Conclusie en gevolgen
8. Verweerder heeft de aanvraag ten onrechte afgewezen als ongegrond. Het beroep is gegrond omdat het bestreden besluit blijk geeft van een motiveringsgebrek. De rechtbank vernietigt daarom het bestreden besluit. De rechtbank bepaalt met toepassing van artikel 8:72, vierde lid, van de Algemene wet bestuursrecht dat verweerder een nieuw besluit moet nemen en daarbij rekening houdt met deze uitspraak. De rechtbank geeft verweerder hiervoor zes weken.
8.1
Omdat het beroep gegrond is krijgt eiseres een vergoeding van haar proceskosten.
Verweerder moet deze vergoeding betalen. Deze vergoeding bedraagt € 1.750,- omdat de gemachtigde van eiseres een beroepschrift heeft ingediend en aan de zitting heeft deelgenomen. Verder zijn er geen kosten gemaakt die vergoed kunnen worden.

Beslissing

De rechtbank:
- verklaart het beroep gegrond;
- vernietigt het besluit van 11 april 2024;
- draagt verweerder op binnen zes weken na de dag van verzending van deze uitspraak een nieuw besluit te nemen op de aanvraag, waarbij rekening wordt gehouden met deze uitspraak;
- veroordeelt verweerder tot betaling van € 1.750,- aan proceskosten aan eiseres.
Deze uitspraak is gedaan door mr.
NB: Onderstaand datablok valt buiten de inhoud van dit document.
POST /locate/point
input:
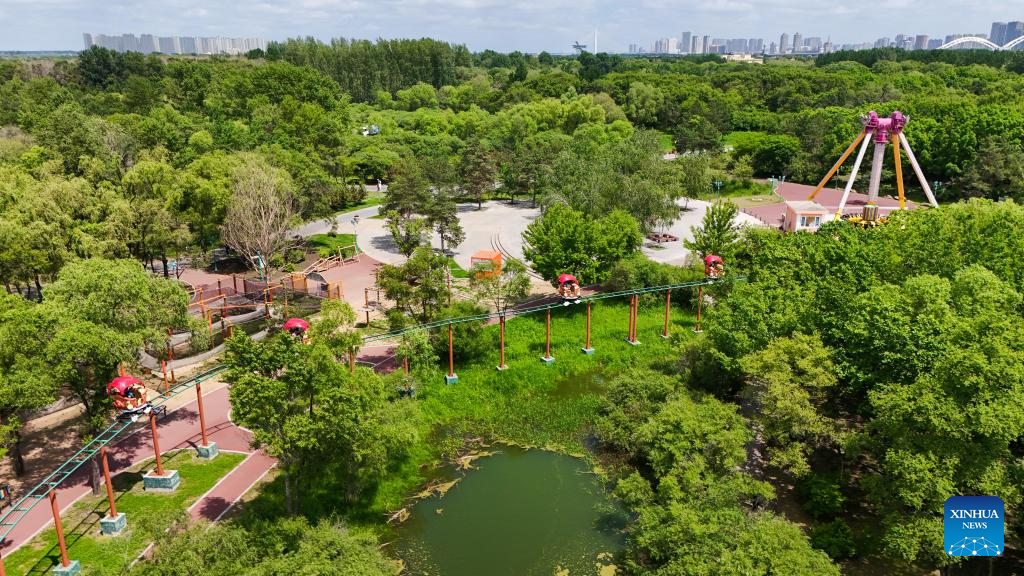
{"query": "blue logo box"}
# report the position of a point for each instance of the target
(973, 526)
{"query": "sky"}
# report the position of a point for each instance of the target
(529, 26)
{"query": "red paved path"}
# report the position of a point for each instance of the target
(178, 429)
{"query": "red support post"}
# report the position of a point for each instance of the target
(156, 443)
(586, 345)
(668, 303)
(170, 356)
(107, 480)
(451, 352)
(501, 342)
(202, 413)
(56, 524)
(547, 338)
(699, 302)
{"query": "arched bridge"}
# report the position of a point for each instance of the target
(984, 42)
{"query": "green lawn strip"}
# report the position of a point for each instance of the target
(330, 245)
(525, 404)
(457, 271)
(148, 516)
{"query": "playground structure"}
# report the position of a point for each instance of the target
(883, 131)
(568, 289)
(129, 396)
(486, 263)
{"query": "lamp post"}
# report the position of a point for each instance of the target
(355, 233)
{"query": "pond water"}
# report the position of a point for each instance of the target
(521, 512)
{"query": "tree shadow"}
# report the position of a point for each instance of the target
(213, 506)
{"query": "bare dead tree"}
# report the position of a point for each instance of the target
(260, 214)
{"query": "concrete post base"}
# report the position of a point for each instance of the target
(113, 526)
(167, 483)
(72, 569)
(208, 452)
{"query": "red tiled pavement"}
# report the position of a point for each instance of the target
(772, 214)
(178, 429)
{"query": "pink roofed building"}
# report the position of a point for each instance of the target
(795, 204)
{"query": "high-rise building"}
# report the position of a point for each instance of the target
(148, 43)
(998, 33)
(1014, 31)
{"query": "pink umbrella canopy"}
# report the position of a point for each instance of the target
(121, 384)
(296, 324)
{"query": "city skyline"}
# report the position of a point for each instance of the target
(527, 26)
(1000, 34)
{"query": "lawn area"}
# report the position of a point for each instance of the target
(329, 245)
(530, 403)
(457, 271)
(150, 515)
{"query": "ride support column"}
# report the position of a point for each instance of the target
(67, 567)
(696, 327)
(114, 523)
(159, 480)
(451, 377)
(501, 342)
(547, 358)
(207, 449)
(587, 348)
(668, 309)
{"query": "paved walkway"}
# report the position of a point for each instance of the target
(178, 429)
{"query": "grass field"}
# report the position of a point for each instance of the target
(330, 245)
(530, 403)
(150, 515)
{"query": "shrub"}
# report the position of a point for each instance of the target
(470, 338)
(820, 495)
(296, 255)
(835, 538)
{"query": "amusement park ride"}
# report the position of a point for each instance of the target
(883, 131)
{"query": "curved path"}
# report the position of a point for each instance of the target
(179, 429)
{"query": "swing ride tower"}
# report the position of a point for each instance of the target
(882, 131)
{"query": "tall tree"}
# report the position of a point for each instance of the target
(260, 213)
(478, 170)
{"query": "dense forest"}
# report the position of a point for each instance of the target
(879, 370)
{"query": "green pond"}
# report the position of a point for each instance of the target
(520, 512)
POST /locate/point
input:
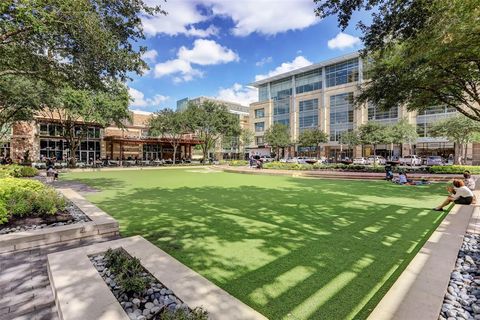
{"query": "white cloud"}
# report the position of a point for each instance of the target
(298, 62)
(204, 52)
(343, 41)
(207, 52)
(266, 16)
(139, 100)
(181, 18)
(150, 55)
(263, 61)
(238, 93)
S. Mac Donald, rechter, in aanwezigheid van mr. R.M. Vaalburg, griffier.
De uitspraak is uitgesproken in het openbaar en bekendgemaakt op:
Informatie over hoger beroep
Een partij die het niet eens is met deze uitspraak, kan een hogerberoepschrift sturen naar de Afdeling bestuursrechtspraak van de Raad van State waarin wordt uitgelegd waarom deze partij het niet eens is met de uitspraak. Het hogerberoepschrift moet worden ingediend binnen 1 week na de dag waarop deze uitspraak is verzonden. Kan de indiener de behandeling van het hoger beroep niet afwachten, omdat de zaak spoed heeft, dan kan de indiener de voorzieningenrechter van de Afdeling bestuursrechtspraak van de Raad van State vragen om een voorlopige voorziening (een tijdelijke maatregel) te treffen.

Voetnoten

1.Zie paragraaf C2/34.3.2 van de Vreemdelingencirculaire 2000 (Vc).
2.Algemeen Ambtsbericht Turkije, augustus 2023, pagina 18.